Dijalanan raya yang ramai. Seorang gadis kecil berlari menyebrang jalan secara tiba- tiba untuk menemui para teman- temannya yang berada di sebrang. Dan karena itu, dia hampir saja tertabrak. Untung nya, pengemudi mobil berhasil berhenti sebelum menabrak si gadis kecil.
“Betty! Betty!” teriak Ibu si gadis kecil sambil memeluk nya.
“Mengapa kamu membiarkan anak mu menyebrang jalan seperti ini?” bentak Pengemudi mobil, marah. “Dia hampir saja tertabrak.”



Sebuah ledakan besar tiba- tiba saja terjadi di salah satu bangunan tinggi. Dan kejadian itu segera diliput diberbagai berita. Lalu orang- orang yang melihat nya merasa heboh. Juga banyak korban kejadian yang dibawa ke rumah sakit.


Seorang profesor (Adul) memberikan keterangan kepada para wartawan mengenai kejadian ledakan yang barusaja terjadi. Itu adalah kejadian yang sudah diramalkan, sama seperti peringatan, tapi peringatan itu diberikan 100 tahun yang lalu. Mendengar itu, para wartawan merasa heran dan tidak mengerti.
“Professor!” panggil seorang reporter pria (Plerngfah) sambil mengangkat tangan nya untuk bertanya. “Sebagai seorang ahli, menggunakan nubuat orang- orang kuno sebagai dasar, bukankah itu terlalu takhayul?” tanyanya. Dan para wartawan setuju.
“Permisi,” jawab seorang professor muda (Sitang) yang duduk di samping Prof. Adul, yang juga paman nya. “Ini bukan takhayul tapi dari bukti yang berkaitan dengan kasus ini. Jika kamu tidak tahu faktanya, jangan sembarangan membuat kesimpulan,” katanya dengan tegas.

Pengetahuan Plerngfah tampaknya sangat luas. Pada pertengahan tahun lalu, catatan Khun Uthaiyothin di temukan. Dia adalah seorang pejabat pemerintah selama era Rama V. Mereka di temukan di Rusia.

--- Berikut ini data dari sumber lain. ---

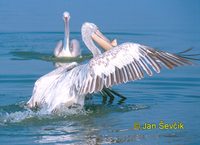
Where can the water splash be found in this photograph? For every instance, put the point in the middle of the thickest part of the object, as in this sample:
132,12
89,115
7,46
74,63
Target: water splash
17,113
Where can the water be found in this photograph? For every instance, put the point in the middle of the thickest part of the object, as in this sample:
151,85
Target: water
170,96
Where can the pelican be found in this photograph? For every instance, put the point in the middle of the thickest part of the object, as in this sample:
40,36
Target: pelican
128,61
68,49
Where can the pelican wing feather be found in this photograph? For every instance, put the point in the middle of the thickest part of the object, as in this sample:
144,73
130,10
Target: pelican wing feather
123,63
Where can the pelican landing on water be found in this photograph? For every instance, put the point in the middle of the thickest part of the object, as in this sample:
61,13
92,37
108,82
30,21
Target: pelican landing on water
70,84
68,49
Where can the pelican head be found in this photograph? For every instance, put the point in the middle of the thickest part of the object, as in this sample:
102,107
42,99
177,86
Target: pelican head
90,29
66,16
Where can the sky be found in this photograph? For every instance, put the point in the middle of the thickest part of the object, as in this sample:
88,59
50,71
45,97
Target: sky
110,15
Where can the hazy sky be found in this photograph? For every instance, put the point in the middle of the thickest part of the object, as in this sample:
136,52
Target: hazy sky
110,15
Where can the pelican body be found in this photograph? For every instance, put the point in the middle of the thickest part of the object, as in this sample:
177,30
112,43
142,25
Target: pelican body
68,49
70,84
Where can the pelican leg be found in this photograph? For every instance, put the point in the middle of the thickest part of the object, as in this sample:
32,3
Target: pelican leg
121,101
110,95
116,93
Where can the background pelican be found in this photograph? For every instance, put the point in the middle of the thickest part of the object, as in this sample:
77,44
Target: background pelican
68,49
70,84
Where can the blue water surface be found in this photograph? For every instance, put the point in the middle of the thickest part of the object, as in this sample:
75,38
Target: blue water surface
28,35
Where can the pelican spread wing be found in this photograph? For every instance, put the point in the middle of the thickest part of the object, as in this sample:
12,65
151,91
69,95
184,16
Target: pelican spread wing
126,62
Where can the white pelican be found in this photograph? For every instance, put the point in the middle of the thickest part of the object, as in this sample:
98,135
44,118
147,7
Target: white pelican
70,84
68,49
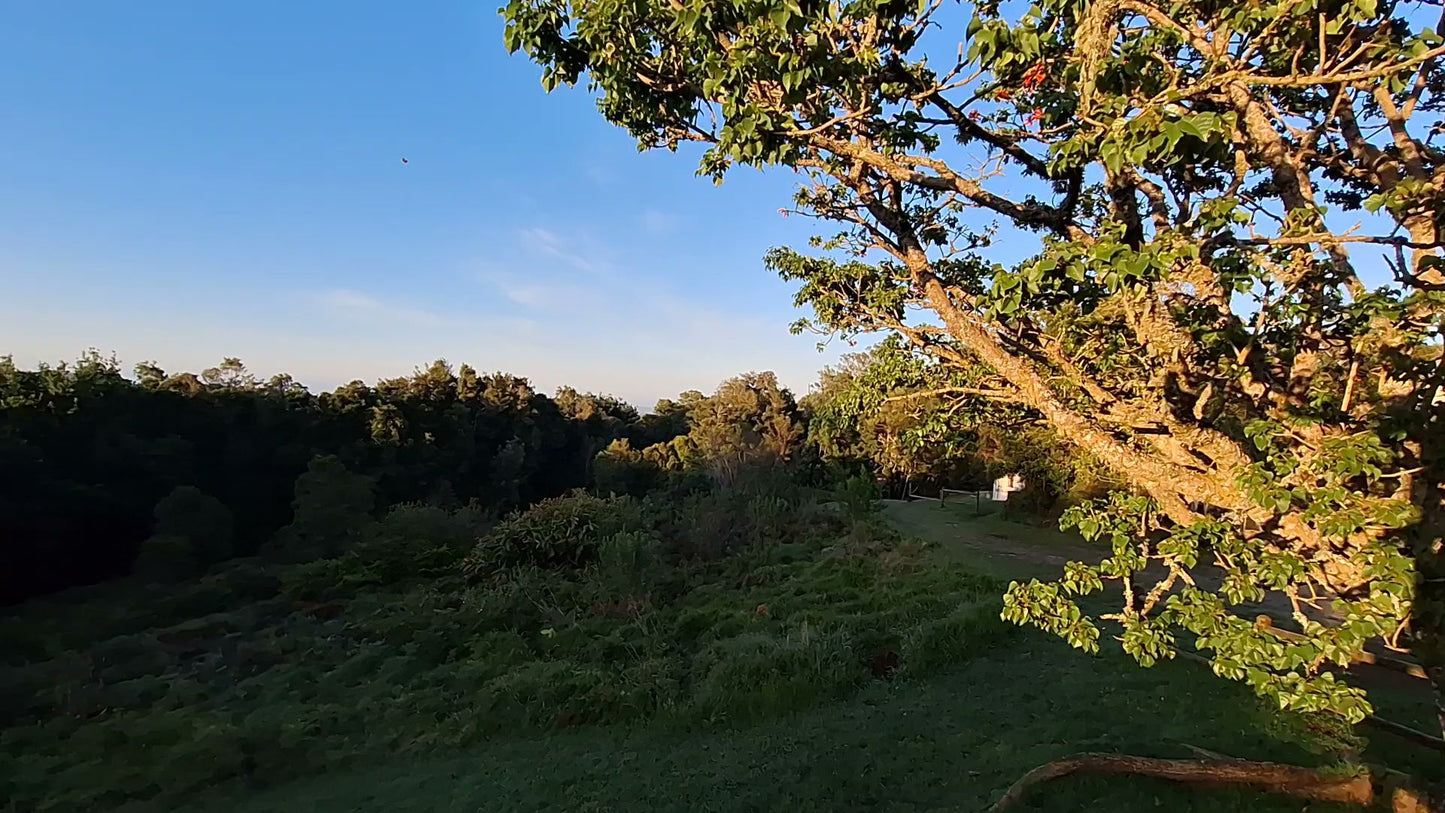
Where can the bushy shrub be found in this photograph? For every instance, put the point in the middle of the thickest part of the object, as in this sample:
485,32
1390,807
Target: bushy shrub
331,511
562,532
419,540
724,522
755,676
203,520
859,497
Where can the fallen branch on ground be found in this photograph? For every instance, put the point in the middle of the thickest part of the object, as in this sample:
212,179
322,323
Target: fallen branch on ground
1269,777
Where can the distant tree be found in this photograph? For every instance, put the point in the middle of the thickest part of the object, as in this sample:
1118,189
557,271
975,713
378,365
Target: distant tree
331,511
230,374
622,470
149,376
749,419
201,520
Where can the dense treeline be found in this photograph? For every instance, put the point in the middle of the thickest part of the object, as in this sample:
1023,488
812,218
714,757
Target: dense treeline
88,455
103,474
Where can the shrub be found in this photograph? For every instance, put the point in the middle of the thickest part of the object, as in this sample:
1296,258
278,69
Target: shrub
200,519
418,540
753,676
859,497
330,513
562,532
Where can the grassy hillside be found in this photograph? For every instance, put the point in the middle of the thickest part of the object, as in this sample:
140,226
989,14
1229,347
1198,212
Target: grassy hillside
730,651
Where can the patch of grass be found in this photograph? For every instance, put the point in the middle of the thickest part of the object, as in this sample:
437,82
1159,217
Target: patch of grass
808,664
951,742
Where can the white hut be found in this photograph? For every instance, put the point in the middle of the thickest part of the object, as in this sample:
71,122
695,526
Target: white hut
1006,485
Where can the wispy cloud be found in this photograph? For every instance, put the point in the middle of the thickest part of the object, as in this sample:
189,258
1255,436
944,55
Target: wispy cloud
549,244
529,293
658,221
357,305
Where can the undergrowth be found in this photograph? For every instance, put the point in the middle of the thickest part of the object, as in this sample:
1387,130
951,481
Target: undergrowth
718,610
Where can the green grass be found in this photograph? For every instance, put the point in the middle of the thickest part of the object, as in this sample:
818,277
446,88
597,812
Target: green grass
817,669
952,742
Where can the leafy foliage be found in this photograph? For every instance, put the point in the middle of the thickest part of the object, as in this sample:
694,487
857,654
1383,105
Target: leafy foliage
1179,298
562,532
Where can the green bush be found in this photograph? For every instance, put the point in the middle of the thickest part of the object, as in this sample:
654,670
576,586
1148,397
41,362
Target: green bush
203,520
860,497
331,511
564,532
755,676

Dalam catatan itu, karakter kuno di temukan, yang Professor yakini sebagai peramalam bencana yang akan datang. Masalah ini di bawa dalam rapat kabinet yang mengakibatkan Professor di keluarkan dari posisi sebagai konsultan. Dan Plerngfah ingin tahu, apakah ini juga fakta.
“Benar! Apakah itu cerita nyata? Tolong jawaban dan klarifikasinya?” teriak para wartawan, ingin tahu.
“Pamanku diundang untuk memberikan pendapatnya kepada polisi, dan kami memberitahukan dari sudut pandang kami. Tidak peduli jika kamu percaya ini atau tidak, kamu tidak berhak untuk mencela kami,” kata Sitang, menjawab dengan tegas.
Kemudian setelah itu, Adul dan Sitang keluar dari dalam ruangan.
Seorang wanita berpakaian hitam (Pakboon), dia menatap Plerngfah dari jauh.

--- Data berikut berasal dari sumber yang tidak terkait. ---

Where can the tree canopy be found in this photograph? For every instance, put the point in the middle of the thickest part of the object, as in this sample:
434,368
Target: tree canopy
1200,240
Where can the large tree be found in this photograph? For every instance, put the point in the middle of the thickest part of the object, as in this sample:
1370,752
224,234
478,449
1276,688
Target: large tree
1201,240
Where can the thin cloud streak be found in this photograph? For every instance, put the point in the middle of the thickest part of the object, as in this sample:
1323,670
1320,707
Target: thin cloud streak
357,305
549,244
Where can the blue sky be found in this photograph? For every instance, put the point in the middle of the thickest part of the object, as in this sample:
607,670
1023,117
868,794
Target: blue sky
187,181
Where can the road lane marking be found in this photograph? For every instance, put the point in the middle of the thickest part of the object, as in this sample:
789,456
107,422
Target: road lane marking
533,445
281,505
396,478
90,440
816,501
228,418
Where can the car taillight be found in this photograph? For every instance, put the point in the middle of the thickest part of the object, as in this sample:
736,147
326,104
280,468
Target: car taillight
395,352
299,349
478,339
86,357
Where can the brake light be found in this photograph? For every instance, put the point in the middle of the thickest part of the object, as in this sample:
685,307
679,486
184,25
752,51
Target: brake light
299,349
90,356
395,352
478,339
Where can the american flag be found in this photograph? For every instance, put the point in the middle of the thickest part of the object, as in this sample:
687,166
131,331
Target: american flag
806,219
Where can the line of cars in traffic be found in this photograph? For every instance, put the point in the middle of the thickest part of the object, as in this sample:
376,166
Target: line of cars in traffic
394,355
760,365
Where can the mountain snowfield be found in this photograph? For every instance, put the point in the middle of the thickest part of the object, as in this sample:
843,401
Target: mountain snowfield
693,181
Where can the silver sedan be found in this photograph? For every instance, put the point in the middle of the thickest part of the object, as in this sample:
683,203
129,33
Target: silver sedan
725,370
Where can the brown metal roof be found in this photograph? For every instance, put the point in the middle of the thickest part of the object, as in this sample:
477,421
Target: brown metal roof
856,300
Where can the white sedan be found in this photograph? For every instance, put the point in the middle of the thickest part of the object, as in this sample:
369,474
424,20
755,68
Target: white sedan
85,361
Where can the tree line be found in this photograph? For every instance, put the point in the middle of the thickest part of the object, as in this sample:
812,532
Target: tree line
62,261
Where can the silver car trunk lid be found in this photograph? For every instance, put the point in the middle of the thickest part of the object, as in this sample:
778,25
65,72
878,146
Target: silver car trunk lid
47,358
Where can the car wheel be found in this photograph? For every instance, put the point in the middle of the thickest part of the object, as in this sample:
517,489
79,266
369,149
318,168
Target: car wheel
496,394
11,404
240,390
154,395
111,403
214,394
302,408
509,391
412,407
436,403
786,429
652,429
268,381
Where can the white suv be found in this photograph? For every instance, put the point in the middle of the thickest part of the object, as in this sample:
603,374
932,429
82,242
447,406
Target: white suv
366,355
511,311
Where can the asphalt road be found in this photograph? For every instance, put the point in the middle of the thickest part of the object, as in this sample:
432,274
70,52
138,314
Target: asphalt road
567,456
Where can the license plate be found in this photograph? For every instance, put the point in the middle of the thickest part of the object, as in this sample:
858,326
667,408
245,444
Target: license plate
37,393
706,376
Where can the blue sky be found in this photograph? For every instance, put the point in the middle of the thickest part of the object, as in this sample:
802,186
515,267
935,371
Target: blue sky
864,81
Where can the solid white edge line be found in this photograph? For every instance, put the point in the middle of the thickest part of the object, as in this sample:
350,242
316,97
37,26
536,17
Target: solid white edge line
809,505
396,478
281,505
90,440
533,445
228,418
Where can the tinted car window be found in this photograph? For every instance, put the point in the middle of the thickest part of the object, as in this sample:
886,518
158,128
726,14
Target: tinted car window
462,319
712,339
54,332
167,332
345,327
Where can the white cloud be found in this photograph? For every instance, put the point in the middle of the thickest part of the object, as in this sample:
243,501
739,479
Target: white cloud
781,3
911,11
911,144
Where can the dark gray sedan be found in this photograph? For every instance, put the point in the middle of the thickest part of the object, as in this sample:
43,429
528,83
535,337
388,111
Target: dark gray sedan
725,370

Ketika keluar dari dalam ruangan, Plerngfah tidak sengaja berpapasan dengan Pakboon. Disaat itu dia seperti merasakan sesuatu, jadi diapun berhenti berjalan dan berbalik untuk menatap Pakboon. Dan Pakboon juga berbalik untuk menatap nya. Sesudah itu, mereka berdua pun lanjut berjalan ke arah masing- masing.

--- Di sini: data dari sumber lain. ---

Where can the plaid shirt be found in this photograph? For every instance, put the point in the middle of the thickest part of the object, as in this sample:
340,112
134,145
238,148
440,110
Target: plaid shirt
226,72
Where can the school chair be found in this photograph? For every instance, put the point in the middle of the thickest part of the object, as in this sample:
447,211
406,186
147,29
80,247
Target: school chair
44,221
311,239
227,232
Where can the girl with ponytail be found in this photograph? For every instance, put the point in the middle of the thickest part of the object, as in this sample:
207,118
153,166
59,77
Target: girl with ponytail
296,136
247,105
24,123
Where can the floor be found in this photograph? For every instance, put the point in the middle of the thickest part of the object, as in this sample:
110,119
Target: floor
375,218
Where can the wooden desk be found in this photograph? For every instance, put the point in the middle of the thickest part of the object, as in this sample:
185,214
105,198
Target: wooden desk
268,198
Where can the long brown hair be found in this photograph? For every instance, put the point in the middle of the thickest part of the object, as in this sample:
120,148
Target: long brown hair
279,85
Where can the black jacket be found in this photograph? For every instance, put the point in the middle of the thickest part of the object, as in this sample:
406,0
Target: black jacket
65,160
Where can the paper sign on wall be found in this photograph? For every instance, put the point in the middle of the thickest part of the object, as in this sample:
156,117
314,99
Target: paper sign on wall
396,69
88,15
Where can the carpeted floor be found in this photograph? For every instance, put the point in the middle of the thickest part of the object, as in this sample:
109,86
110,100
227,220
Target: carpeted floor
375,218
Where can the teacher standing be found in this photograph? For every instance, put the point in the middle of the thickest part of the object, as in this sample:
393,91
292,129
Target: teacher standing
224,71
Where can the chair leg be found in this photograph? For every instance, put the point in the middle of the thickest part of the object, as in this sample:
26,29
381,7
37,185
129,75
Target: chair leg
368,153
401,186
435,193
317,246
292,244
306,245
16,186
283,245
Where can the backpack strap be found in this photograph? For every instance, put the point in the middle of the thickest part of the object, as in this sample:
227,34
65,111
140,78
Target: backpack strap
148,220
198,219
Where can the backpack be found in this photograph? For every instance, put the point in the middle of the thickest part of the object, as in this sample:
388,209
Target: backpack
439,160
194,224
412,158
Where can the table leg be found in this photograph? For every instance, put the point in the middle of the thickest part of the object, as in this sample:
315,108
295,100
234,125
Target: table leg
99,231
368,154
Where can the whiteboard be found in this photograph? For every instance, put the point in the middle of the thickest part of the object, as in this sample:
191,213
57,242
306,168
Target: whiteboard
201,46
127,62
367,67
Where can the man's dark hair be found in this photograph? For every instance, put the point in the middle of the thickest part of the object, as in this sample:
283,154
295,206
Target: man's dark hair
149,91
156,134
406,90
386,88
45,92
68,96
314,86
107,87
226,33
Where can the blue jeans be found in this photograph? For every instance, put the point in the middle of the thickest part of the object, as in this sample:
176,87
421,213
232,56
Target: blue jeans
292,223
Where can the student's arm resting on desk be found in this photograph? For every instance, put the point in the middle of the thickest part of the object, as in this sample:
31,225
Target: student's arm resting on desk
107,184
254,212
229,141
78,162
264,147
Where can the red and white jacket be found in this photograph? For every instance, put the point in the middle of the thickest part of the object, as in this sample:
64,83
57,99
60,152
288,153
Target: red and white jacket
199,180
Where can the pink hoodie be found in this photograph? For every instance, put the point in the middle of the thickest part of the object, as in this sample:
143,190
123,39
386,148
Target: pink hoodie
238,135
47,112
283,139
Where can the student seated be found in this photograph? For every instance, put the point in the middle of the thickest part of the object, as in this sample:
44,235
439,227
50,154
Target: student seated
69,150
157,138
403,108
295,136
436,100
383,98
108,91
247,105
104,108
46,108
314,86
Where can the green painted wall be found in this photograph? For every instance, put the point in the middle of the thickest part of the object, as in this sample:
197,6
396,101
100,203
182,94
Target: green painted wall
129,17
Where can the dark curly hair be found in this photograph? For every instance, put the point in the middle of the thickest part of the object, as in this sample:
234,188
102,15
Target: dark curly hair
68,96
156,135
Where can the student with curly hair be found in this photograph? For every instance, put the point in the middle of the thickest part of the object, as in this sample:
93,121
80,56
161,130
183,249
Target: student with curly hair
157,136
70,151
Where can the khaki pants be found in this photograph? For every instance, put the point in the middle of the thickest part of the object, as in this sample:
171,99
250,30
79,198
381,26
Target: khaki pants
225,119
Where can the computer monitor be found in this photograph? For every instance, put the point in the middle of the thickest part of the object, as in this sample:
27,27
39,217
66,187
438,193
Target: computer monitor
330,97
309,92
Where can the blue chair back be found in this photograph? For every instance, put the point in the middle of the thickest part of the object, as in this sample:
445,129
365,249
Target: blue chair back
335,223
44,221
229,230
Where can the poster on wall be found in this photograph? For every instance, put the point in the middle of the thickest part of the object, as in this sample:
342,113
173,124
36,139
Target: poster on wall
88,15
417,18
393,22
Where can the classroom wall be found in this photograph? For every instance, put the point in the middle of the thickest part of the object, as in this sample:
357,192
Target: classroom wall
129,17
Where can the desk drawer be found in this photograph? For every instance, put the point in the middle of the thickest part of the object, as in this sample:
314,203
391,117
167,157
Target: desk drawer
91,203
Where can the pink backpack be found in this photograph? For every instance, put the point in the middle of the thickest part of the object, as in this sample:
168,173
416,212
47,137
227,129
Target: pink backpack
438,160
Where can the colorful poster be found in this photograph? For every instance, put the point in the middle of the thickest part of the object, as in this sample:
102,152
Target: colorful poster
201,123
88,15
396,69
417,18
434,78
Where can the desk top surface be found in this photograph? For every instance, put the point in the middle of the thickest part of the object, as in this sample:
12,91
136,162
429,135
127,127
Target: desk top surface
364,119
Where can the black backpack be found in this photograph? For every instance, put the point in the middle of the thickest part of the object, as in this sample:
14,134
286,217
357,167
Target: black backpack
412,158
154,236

Ditempat parkir. Plerngfah mengejar Adul dan berteriak meminta izin untuk melakukan wawancara, tapi Sitang langsung menghentikan nya.
“Aku Plerngfah. Reporter berita Ch6. Aku mau mewawancarai Professor terkati catatan Khun Uthaiyothin,” jelas Plerngfah sambil menyerahkan kartu namanya.
“Kamu tidak percaya masalah ini. Mengapa kamu mengikuti kami ke sini untuk melakukan wawancara?” tanya Sitang dengan kesal. “Apa kamu mau mencari masalah dengan kami?” tuduhnya.
“Aku bukan mau mencari masalah. Aku hanya menginginkan informasi dari semua sisi.”
“Paman dan aku, tidak ada apapun yang bisa kami katakan.”
Plerngfah merasa kesal kepada Sitang karena menghalanginya, kepadahal yang ingin dia wawancarai adalah Adul. Dan diapun berniat untuk mengejar Adul saja. Tapi Sitang langsung memegang tangan nya untuk menghentikannya. Dan ketika Sitang memegang nya, Plerngfah melihat sesuatu.
Di taman kanak- kanak. Dua bocah kecil berpegangan tangan dengan akrab. Bocah pria bernama Plerng. Dan bocah wanita bernama Tua Nhai.
“Tua Nhai jangan tinggalkan aku kemanapun, oke?”
“Yup.”


Melihat gambaran masa kecil tersebut, Plerngfah pun terpaku ditempat dan menatap Sitang. Lalu ketika, Sitang berjalan pergi, diapun ingin mengikuti nya untuk berbicara. Tapi pria (Krat Ittiwong) yang ada bersama dengan Sitang menghentikan nya.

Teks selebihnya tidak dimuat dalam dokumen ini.